Coopération
Le périmètre de l’Euro-Méditerranée ne fait pas l’unanimité
Dans une période, troublée mais porteuse d’espoir, le petit déjeuner organisé par Ipemed a souligné quelques divergences sur les relations entre blocs du pourtour méditerranéen.
L’Institut de prospective économique du monde méditerranéen (Ipemed) a convié, la semaine dernière, deux économistes de haute volée à débattre sur les économies du Maghreb face à la crise. Ou plutôt les crises, puisque les derniers événements dans la zone s’ajoutent aux retombées de l’agitation économique des derniers mois. Jacques Mistral, président de la Société d’économie politique, directeur des études économiques à l’Ifri (Institut français des relations internationales), souligna le « moment historique exceptionnel » que connaît la région et « le contraste entre une macroéconomie ayant bien résisté à la crise de 2008 et sa faiblesse globale face aux autres puissances émergentes. L’absence d’union économique maghrébine est aussi un symptôme du blocage économique dans la zone.

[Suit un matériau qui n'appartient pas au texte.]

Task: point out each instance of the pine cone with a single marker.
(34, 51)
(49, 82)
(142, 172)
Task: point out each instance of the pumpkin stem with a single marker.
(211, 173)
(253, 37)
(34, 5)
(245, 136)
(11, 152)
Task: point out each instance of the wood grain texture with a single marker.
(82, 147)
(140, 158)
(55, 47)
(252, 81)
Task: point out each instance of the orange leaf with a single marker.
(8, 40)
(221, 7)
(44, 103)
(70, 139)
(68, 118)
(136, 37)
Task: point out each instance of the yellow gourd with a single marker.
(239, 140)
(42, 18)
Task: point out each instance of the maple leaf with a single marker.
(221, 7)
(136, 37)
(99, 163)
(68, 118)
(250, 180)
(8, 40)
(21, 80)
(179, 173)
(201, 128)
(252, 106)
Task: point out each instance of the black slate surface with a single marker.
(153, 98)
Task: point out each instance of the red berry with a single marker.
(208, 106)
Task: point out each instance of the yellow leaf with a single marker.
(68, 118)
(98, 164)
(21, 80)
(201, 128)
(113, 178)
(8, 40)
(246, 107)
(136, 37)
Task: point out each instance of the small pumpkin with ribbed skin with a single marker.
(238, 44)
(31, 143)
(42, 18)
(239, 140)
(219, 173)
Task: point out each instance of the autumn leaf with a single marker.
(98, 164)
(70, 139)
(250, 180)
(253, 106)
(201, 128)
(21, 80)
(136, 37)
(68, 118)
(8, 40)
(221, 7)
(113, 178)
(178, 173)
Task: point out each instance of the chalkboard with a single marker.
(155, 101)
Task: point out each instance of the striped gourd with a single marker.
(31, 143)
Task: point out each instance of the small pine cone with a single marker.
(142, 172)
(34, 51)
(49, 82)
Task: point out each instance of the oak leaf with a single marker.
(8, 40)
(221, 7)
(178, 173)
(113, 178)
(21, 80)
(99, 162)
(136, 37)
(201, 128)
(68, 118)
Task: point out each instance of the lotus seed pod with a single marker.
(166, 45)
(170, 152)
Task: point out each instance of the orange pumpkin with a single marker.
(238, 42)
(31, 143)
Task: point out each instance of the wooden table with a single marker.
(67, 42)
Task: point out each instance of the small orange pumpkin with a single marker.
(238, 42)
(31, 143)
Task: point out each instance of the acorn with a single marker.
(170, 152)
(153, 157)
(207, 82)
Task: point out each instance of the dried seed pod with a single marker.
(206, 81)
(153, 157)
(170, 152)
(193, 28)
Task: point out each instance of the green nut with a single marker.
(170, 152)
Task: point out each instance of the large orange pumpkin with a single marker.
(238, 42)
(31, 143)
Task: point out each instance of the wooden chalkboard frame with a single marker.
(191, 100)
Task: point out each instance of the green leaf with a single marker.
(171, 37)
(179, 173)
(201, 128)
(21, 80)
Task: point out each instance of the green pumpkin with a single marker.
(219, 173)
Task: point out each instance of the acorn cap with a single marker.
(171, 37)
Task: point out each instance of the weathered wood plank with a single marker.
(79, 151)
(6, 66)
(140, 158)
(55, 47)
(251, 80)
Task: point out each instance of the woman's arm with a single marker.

Le choix d’une union euro-méditerranéenne vaste est une erreur stratégique qui ne peut que limiter les résultats. » Et de plaider pour le dialogue 5+5 (enceinte politique informel regroupant dix pays du bassin occidental de la Méditerranée : Algérie, Libye, Maroc, Mauritanie et Tunisie d’une part, Espagne, France, Italie, Malte et Portugal d’autre part). Ce dernier avis n’a pas été partagé par Mouhoud El Mouhoub, professeur d’économie à Paris Dauphine, directeur du Groupement de recherche international du CNRS DREEM (Développement des recherches économiques euro-méditerranéennes) : « Aujourd’hui, la donne a changé et l’intégration méditerranéenne passera par celle entre les pays du Sud et par celle entre ces derniers et ceux de l’Est de la Méditerranée. Il faut sortir de l’illusion de l’accord de libre-échange de Barcelone, accord asymétrique, puisque, par exemple, l’agriculture n’est pas concernée alors que c’est le secteur qui offrirait le rendement le plus rapide. » En tout cas, comme l’a souligné à cette occasion l’économiste Hassan Benabderrazik : « Si la relation Europe/Afrique du Nord recomposée n’arrive pas à créer une synergie politique, celle-ci se fera sous l’égide de puissances extérieures et au détriment des deux acteurs ». Dont acte.